# Should i expect better focusing if i upgrade? (Canon)



## Johndow (Jun 20, 2013)

I enjoy taking runner photos and have always wanted to move up from my 450d (xsi) to a 60d to get higher/ better iso range, greater fps rate and a more stury camera (reduce camera shake).

I hope to upgrade the camera first and maybe the lens later, but until then i am stuck with my 55-250mm IS. It is a good lens and reasonably sharp wide open. 

My question is about the focusing. Currently i use centre point and AIServo. I know better lens with USM will have better focusing capabilities and will lock on more quickly and more accurately. If i am not changing the lens straight away, would i notice an improvement using the same method (AIServo and centre point focus) in accuracy and speed with a 60D over a 450d (xsi).

For those who have been in a similar position, if you had to choose between a 70-200 f4L and XSI or a 55-250mm and 60d combo for shooting in AIServo at a marathon which would you choose?

Thanks for reading.
JD


----------



## cgipson1 (Jun 20, 2013)

I typically would upgrade glass first, as a general rule (good glass on a poor body is usually better than poor glass on a good body). I do not know the Canon bodies... so can't comment there, but I am sure one of our experience Canon users will assist.


----------



## TCampbell (Jun 20, 2013)

Johndow said:


> I enjoy taking runner photos and have always wanted to move up from my 450d (xsi) to a 60d to get higher/ better iso range, greater fps rate and a more stury camera (reduce camera shake).
> 
> I hope to upgrade the camera first and maybe the lens later, but until then i am stuck with my 55-250mm IS. It is a good lens and reasonably sharp wide open.
> 
> ...



The challenge with action photos is that usually this means your focused distance is constantly changing while you track your subject.  If you put your camera into "AI Servo" mode then it will continuously readjust focus while the runner is moving.

A 60D uses 9 "cross type" focus points which are more accurate than your current camera.  The 7D uses 19 "cross type" focus points (it's even better than the 60D).
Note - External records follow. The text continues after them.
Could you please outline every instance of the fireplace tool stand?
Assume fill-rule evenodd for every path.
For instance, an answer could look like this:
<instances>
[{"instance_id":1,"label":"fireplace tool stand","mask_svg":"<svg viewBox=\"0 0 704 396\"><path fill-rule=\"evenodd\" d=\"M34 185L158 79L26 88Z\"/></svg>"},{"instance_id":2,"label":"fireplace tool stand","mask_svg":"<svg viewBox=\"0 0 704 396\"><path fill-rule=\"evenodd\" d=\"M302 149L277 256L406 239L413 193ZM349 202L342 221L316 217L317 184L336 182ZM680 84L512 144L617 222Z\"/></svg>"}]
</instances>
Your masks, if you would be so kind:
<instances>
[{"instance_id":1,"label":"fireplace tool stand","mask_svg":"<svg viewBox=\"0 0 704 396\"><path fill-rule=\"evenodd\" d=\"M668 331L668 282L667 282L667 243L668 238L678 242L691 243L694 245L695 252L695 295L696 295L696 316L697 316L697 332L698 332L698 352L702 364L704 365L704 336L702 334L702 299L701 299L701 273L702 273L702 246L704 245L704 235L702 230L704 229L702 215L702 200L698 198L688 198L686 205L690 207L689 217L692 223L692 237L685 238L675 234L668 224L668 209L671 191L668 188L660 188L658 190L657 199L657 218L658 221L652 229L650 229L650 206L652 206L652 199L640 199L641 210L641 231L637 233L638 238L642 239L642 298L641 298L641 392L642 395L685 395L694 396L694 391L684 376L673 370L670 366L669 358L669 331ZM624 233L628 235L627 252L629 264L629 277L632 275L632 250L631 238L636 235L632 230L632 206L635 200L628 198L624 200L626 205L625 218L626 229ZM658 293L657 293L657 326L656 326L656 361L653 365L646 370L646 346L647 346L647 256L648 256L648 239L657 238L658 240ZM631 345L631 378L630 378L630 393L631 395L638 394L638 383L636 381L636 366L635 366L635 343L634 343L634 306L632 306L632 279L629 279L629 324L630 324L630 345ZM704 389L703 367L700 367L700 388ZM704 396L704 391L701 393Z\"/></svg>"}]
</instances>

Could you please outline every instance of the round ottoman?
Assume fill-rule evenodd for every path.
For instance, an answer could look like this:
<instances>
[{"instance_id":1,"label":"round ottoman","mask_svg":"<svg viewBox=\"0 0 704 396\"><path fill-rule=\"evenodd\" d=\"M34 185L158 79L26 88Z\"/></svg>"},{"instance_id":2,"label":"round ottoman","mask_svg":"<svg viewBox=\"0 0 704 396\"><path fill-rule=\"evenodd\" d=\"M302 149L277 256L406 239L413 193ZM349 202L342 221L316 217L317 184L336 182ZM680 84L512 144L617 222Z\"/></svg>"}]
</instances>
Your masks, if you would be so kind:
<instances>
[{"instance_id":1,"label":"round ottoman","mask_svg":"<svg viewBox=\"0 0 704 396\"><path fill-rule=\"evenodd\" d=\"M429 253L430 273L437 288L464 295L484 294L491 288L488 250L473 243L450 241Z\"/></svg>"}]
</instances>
HOWEVER... your LENS does not have a "USM" focusing motor.  It's a slow focusing motor so the adjustment takes more time.  Depending on subject distance and speed, the focusing adjustments may or may not keep up.  Usually when shooting "action" shots, you want lenses with quick focusing motors.

The 60D would be a big upgrade over your current 450D, but mostly because it has a better focusing system and better ISO performance.  You'll also want to get a lens with faster focusing performance to complete the upgrade.  I realize you may not have funds to do everything you want at the same time, but watch the focus performance on your 55-250 and make sure it's not what's holding you back.

And as a reminder:  The camera will ONLY continuously adjust focus for a moving subject if it's in "AI Servo" mode.  If you're in "One Shot" mode (the default) then you're going to get a LOT of slightly out of focus shots because the runner will have moved from the position where the camera locked focus by the time you take the photo.  Don't squeeze the shutter too fast because in "AI Servo" mode the camera WILL snap the photo will you fully press the shutter whether anything was focused or not (in "AI Servo" mode, not only does the camera continuously re-focus, it also changes the camera to "shutter release priority" mode.  In "One Shot" mode it's uses "focus priority" mode.  Focus priority means the camera wont snap a shot UNTIL it locks focus.  Shutter release priority means it will snap the shot when you fully press the shutter (whether a focus lock occurred or not.)


----------



## Johndow (Jun 21, 2013)

Tim

Thank you for your reply it was very useful.

I suppose my priority will be the camera in the first instance as it will be an allround upgrade for all my photography. The lens would be next, much further down the line. I will see what is available with USM in the 50-300 with IS range and go from there. I would love 70-200L quality, but i don't really want the size of lens or the attention it would attract as i am only an occasional photographer.

JD


----------